Chase caved, demoting Raymond from his leadership post. Activists are still pushing to kick him off the board entirely at next week’s annual shareholder meeting, and on Monday the giant California retirement fund threw its weight behind the effort; it’s more likely that he’ll hang on, but as a sad and powerless reminder of the glory that was once Big Oil’s.

The industry isn’t entirely out of tricks, of course—the main remnant of its former might is political clout and it’s been using it to try to make sure oil majors get plenty of federal bailout money. This is absurd: the federal government has been giving them huge subsidies for decades (such as the oil depreciation allowance), and now, as energy campaigner Jamie Henn writes, should be concentrating instead on bailing out their workers, helping them transition to work on renewable energy—a job with a future.
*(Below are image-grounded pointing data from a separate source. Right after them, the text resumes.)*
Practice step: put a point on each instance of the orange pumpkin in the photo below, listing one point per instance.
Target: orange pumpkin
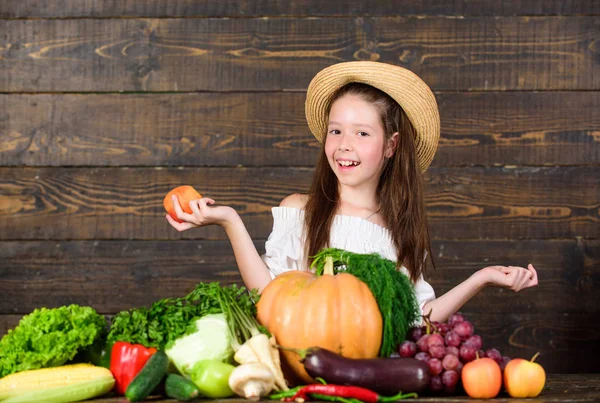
(338, 313)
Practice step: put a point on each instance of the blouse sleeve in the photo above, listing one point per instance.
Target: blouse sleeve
(284, 247)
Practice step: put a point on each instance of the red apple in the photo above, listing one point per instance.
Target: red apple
(524, 378)
(184, 194)
(482, 378)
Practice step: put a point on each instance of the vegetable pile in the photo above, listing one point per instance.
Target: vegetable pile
(211, 343)
(49, 338)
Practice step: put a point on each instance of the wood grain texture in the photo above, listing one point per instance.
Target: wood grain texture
(240, 8)
(273, 54)
(269, 129)
(126, 203)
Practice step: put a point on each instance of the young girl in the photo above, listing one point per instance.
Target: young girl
(379, 126)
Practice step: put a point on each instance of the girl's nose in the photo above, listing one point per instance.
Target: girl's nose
(344, 144)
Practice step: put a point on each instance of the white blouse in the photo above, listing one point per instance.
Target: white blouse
(284, 249)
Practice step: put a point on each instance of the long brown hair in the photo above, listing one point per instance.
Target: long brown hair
(399, 192)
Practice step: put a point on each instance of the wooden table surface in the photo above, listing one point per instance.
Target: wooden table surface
(559, 388)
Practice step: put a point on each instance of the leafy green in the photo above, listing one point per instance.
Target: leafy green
(210, 341)
(168, 319)
(49, 337)
(239, 310)
(392, 289)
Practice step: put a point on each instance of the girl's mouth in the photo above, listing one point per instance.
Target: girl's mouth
(347, 165)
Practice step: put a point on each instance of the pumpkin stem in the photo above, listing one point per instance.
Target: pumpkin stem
(328, 269)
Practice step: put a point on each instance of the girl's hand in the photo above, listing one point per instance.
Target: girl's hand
(202, 214)
(512, 277)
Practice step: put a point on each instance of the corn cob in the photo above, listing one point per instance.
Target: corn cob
(46, 381)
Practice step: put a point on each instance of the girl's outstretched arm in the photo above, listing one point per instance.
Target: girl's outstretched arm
(252, 268)
(511, 277)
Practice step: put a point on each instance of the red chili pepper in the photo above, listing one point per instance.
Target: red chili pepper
(346, 392)
(126, 361)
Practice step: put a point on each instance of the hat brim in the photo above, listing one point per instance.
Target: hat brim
(411, 92)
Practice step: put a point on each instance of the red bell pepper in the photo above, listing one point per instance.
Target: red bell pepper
(126, 361)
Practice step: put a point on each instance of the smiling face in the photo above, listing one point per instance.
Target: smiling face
(356, 146)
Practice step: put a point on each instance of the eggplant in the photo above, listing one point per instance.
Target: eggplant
(386, 376)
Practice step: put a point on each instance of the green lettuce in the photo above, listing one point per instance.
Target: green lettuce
(49, 337)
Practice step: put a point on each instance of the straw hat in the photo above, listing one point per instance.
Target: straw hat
(413, 95)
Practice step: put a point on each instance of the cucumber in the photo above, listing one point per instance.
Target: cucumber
(180, 388)
(148, 378)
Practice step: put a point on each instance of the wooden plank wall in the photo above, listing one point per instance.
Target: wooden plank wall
(105, 106)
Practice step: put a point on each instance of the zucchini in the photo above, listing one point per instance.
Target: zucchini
(148, 378)
(180, 388)
(67, 393)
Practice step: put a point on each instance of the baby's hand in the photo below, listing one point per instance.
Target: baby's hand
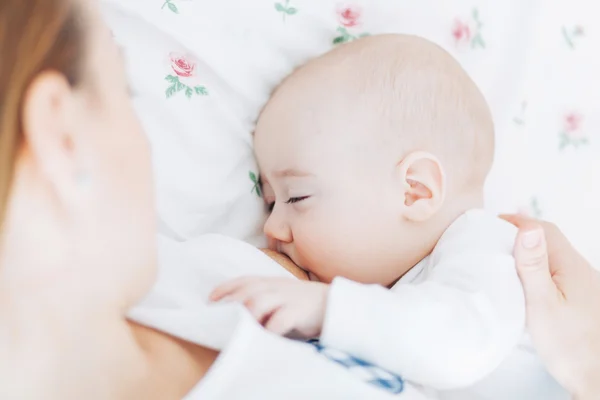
(281, 305)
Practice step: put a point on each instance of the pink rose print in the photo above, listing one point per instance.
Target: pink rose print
(468, 32)
(572, 35)
(572, 133)
(349, 18)
(183, 67)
How much of a future? A study published this week in the journal Nature by economists at the Beijing Institute of Technology calculated that while investments to reduce greenhouse gases in line with the Paris Accords would cost as much as $100 trillion by 2100, they would pay off by at least $127 trillion and possibly by as much as $616 trillion—mostly by avoiding the enormous toll that would be exacted by rising temperatures.

And if nations fail to meet the Paris goals? Then the economic pain by 2100, they said, could reach $792 trillion.